As leis da economia utilitarista têm prevalecido brutalmente sobre as leis da Natureza. O campo está submetido a uma indisfarçável cultura do descarte, da indiferença e da insensibilidade, apenas abanada por dramas como os que agora aconteceram, com compulsivos anúncios de medidas, às vezes, para mais tarde jazerem esquecidas. A aldeia é ofendida por quem governa na e para a cidade: “têm de ser mais proactivos”, “não me faça rir a esta hora”, “têm de ser resilientes” (esse anglicismo de cidade, parvo, distante e ora em moda, que, na aldeia, felizmente, não entendem). A aldeia é dizimada pela “via rápida” da política impositiva do actualismo, que despreza a política do tempo que está para além do tempo eleitoral ou da sondagem seguinte. Somos mais dotados em tecnologia, mas mais pobres em humanismo e em Natureza. Discutimos até à náusea 0,1% do PIB que não representa mais 1,4 euros por mês para cada habitante, ao mesmo tempo que, só neste século, 2.530.000 hectares foram destruídos, sem que o tal PIB tenha dado sinal de alarme. E porquê? Porque este indicador não considera a depreciação do “capital natural”. Se tal sucedesse, a destruição de floresta teria provocado diminuição sensível do PIB, tal qual uma família fica mais pobre depois da devastação da sua propriedade. E, aí, outro galo cantaria na política e nos políticos dos números e das estatísticas.

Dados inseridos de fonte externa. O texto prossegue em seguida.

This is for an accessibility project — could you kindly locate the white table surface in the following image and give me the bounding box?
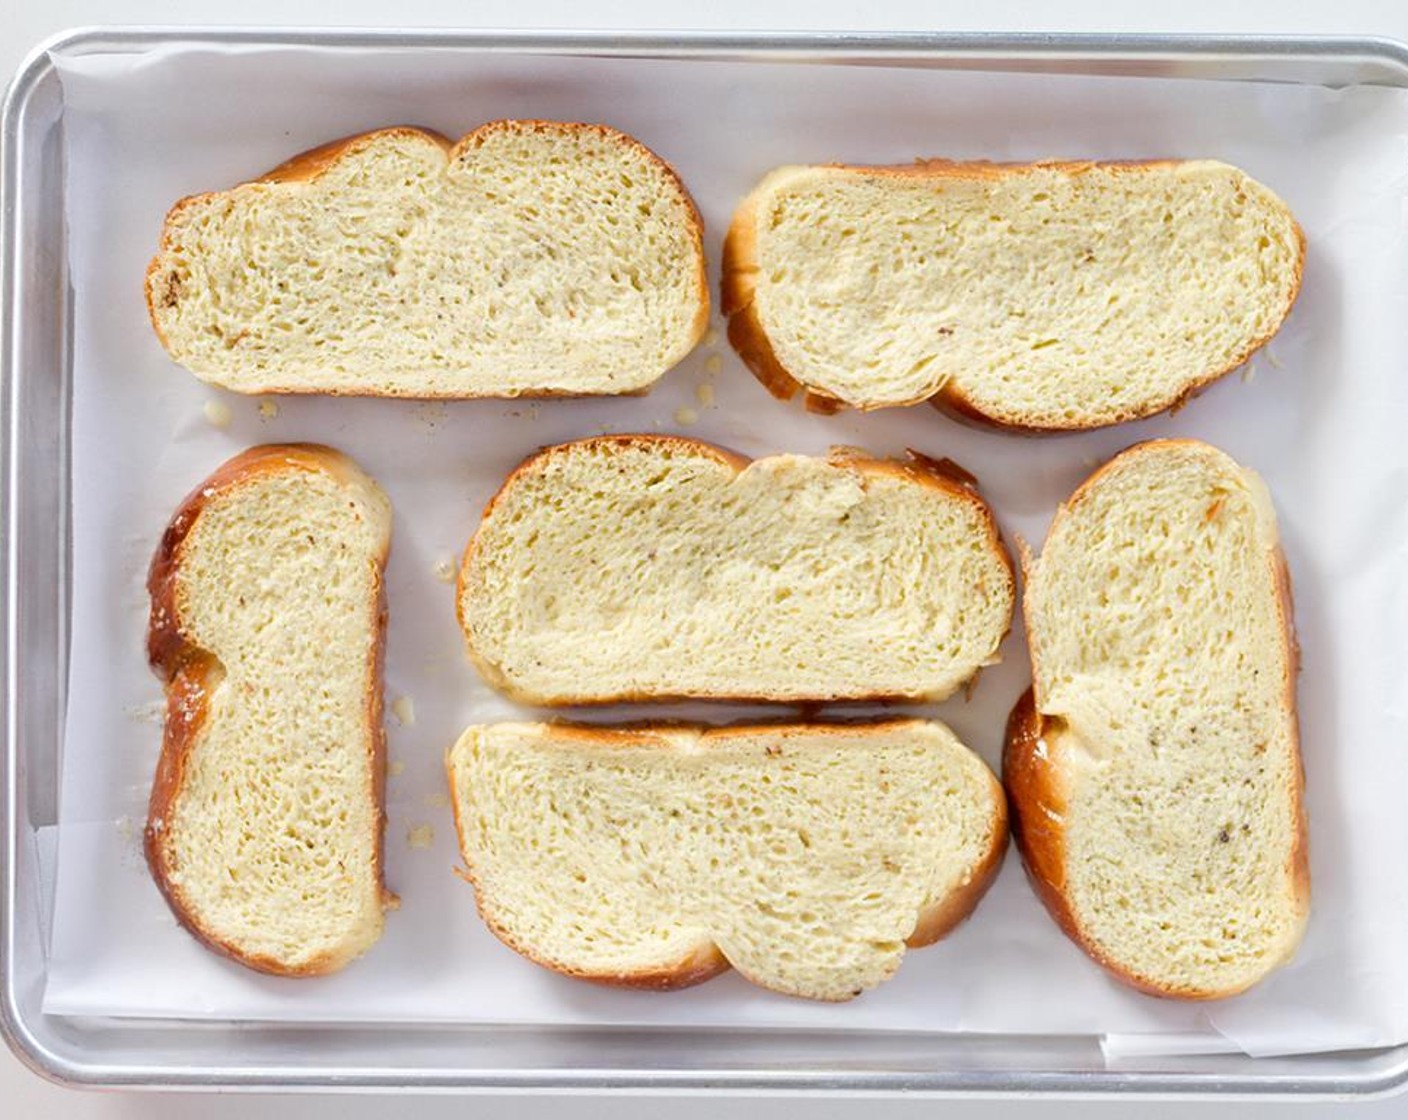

Bem resumiu o Presidente da República na sua notável, sábia e humanista intervenção: “olhar para os dramas de pessoas de carne e osso com a distância das teorias, dos sistemas ou das estruturas […] é passar ao lado do fundamental que é o que vai na alma dos portugueses”
Ou como escreveu Tolstoi: se queres ser universal, começa por pintar a tua aldeia”. O problema é que há muita gente e políticos que não sabem o que é a aldeia, dizem que não têm orçamento para a tinta e a universalidade não passa dos seus liliputianos gabinetes.

Dois comentários
1º- Estamos governados por quem não se interessa. Por políticos de esplanada. Por um conjunto de oportunistas que chegaram ao poder por caminhos que os envergonham. Estão instalados em Lisboa e não tencionam ir onde os problemas existem. Sujar o fato com cinzas e velhos mal-cheirosos? Não, obrigado. Marcelo deu um exemplo magistral de humanidade ao ir falar com as pessoas. Não lhes foi resolver problema nenhum em concreto. Foi-lhes mostrar que o país está solidário com eles, ainda que o Governo não esteja. E conseguiu fazer a diferença na vida daquelas pessoas. Só falta Costa e os seus camaradas perceberem o que é que significa perder tudo o que se tem na vida.
2º - Mais um interessante e oportuno texto do caro Félix. “em nome de um utilitarismo pérfido e injusto e de um economismo desumanizado” as pessoas do interior são desprezadas e empurradas de lá para fora… e depois vêm os mesmos “utilitarismo e economismo” hipócritas com dispendiosos programas propagandeados para levar pessoas a fixarem-se no interior. Faz-me lembrar a hipocrisia malabarista da produção de sumo de fruta seguida da venda da fibra porque afinal faz falta, ou da venda de pinho sangrado seguida da venda do verniz senão a madeira estraga-se. Ainda hoje no radio um autarca de Oliveira do Hospital falava nisso, exemplificou com uma escola que foi fechada por ter só dezasseis alunos… e que só num ano houve meia dúzia de pais que mudaram de habitação para seguirem os filhos na cidade… e pergunta se só uma descarga de um avião não pagaria um ano do professor nessa aldeia.